Le Sénégal appelle à un cessez-le-feu immédiat après les frappes américaines et israéliennes contre l’Iran et les représailles de Téhéran.
Le gouvernement sénégalais a exprimé, samedi en début de soirée, sa profonde inquiétude face à l’escalade militaire au Moyen-Orient. Dans un communiqué du ministère de l’Intégration africaine, des Affaires étrangères et des Sénégalais de l’Extérieur, Dakar condamne « l’usage de la force quel qu’en soit le prétexte » et appelle à « un cessez-le-feu immédiat », exhortant toutes les parties à privilégier la diplomatie, seule voie crédible pour instaurer une paix durable.
Le président sud-africain Cyril Ramaphosa a également appelé au dialogue et au respect du droit international, rappelant que la légitime défense anticipée n’est pas permise et que seule la diplomatie peut résoudre les conflits.
La Russie dénonce les frappes comme une « agression armée planifiée et non provoquée », mettant en garde contre une catastrophe humanitaire et radiologique, et appelle à un retour immédiat à la voie diplomatique.
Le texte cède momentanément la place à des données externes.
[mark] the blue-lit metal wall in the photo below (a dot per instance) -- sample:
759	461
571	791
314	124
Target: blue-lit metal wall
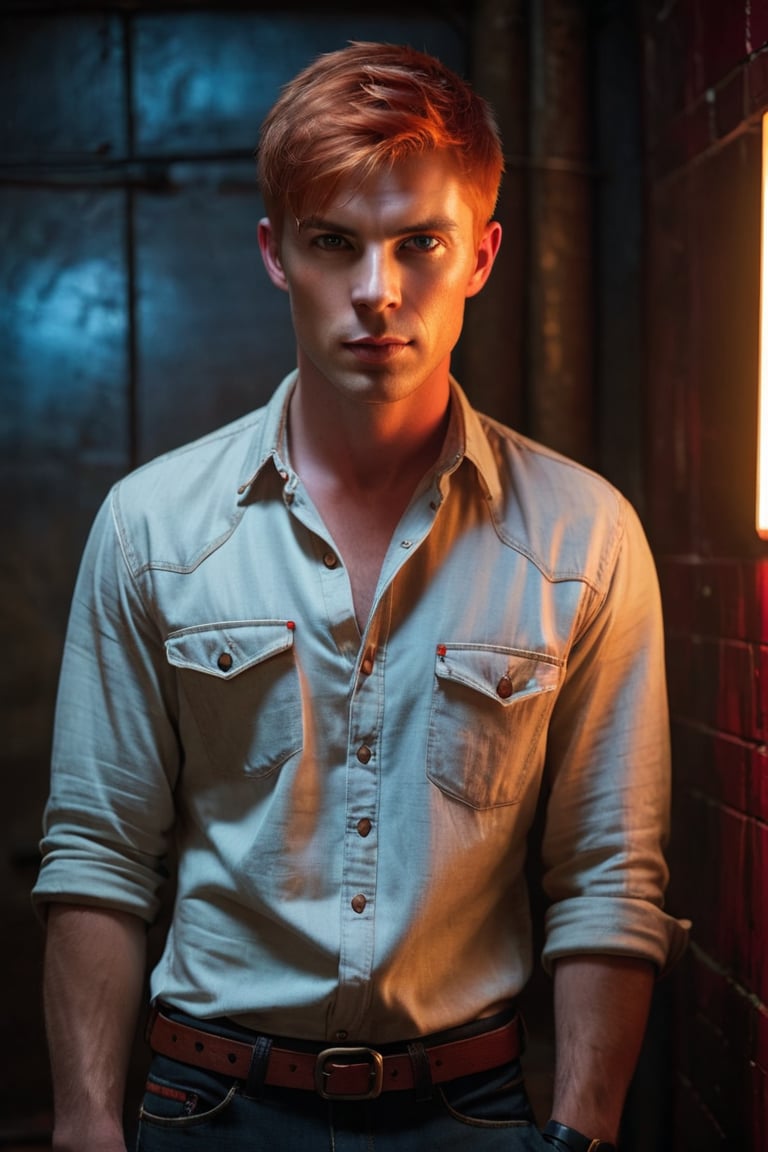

Le Nigéria a appelé à la désescalade et à la protection de ses ressortissants, avec les ambassades en alerte maximale. L’Union africaine a exprimé sa vive inquiétude, soulignant les conséquences économiques et alimentaires pour le continent.
Le Maroc a condamné « avec la plus grande fermeté » les attaques de missiles iraniens qui ont visé l’intégrité et la sécurité de plusieurs États arabes : les Émirats arabes unis, le Bahreïn, le Qatar, le Koweït et le Jordanie. Rabat considère cette agression comme « une violation flagrante de leur souveraineté nationale et une menace directe à la stabilité régionale » et affirme sa solidarité avec ces États dans toutes les mesures légitimes pour protéger leur sécurité et celle de leurs citoyens.
Dans la matinée du samedi 28 février, les forces armées des États-Unis et d’Israël ont lancé des frappes aériennes sur plusieurs villes iraniennes après des semaines de menaces d’intervention militaire. Les explosions ont touché Téhéran et d’autres villes, ainsi qu’une école de filles dans le sud du pays, causant au moins 51 morts. Des sources non officielles estiment que le bilan total pourrait dépasser 85 victimes, incluant civils et membres des forces iraniennes.
En réaction, l’Iran a tiré des missiles et déployé des drones contre Israël, déclenchant sirènes et activation des systèmes de défense dans plusieurs régions, tandis que des frappes secondaires ont été signalées dans des pays voisins.
Ces actions interviennent dans un contexte de tensions prolongées liées au programme nucléaire et balistique iranien et font suite à la guerre de douze jours entre Israël et l’Iran en juin 2025, au cours de laquelle Israël avait frappé des sites militaires et nucléaires avec le soutien des États-Unis.